Sebelum lulus kuliah di Praehap Institute Belanda, Peter muda kerja rela jadi kelasi, kemudian jadi supir taksi. Pernah menjadi awak kapal pesiar mewah Holland-American Line yang berpusat di Belanda, rutenya trans-Atlantik .

Menjadi pelayan restoran, hingga tukang pembersih karat kapal. Lulus kuliah, ia bekerja sebagai karyawan Citibank New York, kemudian Vice President American Express (AMEX) Bank untuk Asia.

Di pertengahan 1990 ia sempat disebut sebagai ‘Rupert Murdoch Muda Indonesia’ gara-gara kiprahnya yang malang melintang di bisnis media tanah air.

Sementara julukan lainnya adalah ‘Donald Trump Indonesia’ lantaran acara reality show The Apprentice Indonesia yang dibawakannya.

Bekerja di perusahaan-perusahaan besar seperti Plaza Indonesia Realty, Group Bimantara, hingga bergelut di bidang media seperti RCTI, SCTV dan First Media, Telkom Vision, dan Berita Satu TV.

“Meski dibilang sukses, saya ini bekerja, baik untuk negara, untuk Prajogo Pangestu, James Riady, Bambang Trihatmodjo. Saya ini ‘kacungnya’,” canda pria yang mengaku punya  prinsip keringatnya harus dibayar sepadan.

Kerja keras sangat penting, yang artinya setiap tetes keringat, tentu harus dihargai.

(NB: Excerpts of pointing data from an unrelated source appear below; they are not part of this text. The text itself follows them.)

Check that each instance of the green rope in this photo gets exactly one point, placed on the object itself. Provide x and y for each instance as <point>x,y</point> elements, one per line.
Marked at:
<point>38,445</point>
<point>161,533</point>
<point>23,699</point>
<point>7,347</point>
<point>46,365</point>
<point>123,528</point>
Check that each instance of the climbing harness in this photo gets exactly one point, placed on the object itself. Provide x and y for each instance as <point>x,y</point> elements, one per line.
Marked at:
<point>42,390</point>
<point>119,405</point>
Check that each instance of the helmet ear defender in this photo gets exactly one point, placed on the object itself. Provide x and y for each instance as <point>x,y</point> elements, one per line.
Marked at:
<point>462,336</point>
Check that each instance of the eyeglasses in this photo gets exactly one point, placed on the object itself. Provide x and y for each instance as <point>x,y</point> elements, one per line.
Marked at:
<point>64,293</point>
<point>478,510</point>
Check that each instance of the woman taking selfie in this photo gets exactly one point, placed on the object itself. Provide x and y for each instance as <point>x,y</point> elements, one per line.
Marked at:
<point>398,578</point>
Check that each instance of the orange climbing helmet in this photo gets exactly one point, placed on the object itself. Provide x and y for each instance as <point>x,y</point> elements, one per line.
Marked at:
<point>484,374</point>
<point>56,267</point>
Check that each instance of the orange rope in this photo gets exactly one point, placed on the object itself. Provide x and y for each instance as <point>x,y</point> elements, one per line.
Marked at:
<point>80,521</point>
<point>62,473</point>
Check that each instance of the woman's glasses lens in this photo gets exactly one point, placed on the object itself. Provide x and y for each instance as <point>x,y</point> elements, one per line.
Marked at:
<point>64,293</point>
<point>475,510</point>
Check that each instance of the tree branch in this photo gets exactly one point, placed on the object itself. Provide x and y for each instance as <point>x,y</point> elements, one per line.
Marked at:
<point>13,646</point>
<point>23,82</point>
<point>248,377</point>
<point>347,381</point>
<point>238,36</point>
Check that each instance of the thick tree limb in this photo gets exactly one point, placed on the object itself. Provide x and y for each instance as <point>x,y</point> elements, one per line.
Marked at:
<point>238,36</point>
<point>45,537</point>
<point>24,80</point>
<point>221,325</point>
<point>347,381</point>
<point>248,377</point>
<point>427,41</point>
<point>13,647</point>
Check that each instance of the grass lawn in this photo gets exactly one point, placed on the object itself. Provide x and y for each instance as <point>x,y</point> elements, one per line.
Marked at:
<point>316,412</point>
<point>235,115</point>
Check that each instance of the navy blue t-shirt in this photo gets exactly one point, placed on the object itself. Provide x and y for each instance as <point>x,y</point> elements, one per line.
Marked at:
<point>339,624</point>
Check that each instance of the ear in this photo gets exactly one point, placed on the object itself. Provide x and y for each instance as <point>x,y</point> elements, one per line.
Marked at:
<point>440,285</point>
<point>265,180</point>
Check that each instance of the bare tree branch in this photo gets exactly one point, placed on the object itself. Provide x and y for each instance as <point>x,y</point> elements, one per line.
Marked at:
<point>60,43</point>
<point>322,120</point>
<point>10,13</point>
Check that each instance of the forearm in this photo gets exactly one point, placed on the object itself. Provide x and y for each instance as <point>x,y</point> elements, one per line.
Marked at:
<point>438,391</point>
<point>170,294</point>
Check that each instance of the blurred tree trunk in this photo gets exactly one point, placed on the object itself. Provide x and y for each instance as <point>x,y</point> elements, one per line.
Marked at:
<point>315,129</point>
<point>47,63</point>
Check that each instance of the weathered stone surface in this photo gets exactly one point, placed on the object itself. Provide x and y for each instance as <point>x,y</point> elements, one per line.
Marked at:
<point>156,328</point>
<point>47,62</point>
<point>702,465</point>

“Yang memakai tenaga saya, ya harus membayar yang sesuai,” alumnus pegawai Citibank ini berujar. Pemilik streaming radio PFG ini mengaku, baru di usia 70 tahun dirinya lepas, tak lagi sebagai “jongos orang kaya”.

Menjadi Enterpeneur Berbisnis Sendiri

Mantan Komisaris PT Garuda Indonesia Tbk, Peter Gontha menggarap bisnis terkait lingkungan hidup, sains, dan teknologi, khususnya perdagangan karbon (carbon trading) melalui Melchor Group Indonesia (Melchor).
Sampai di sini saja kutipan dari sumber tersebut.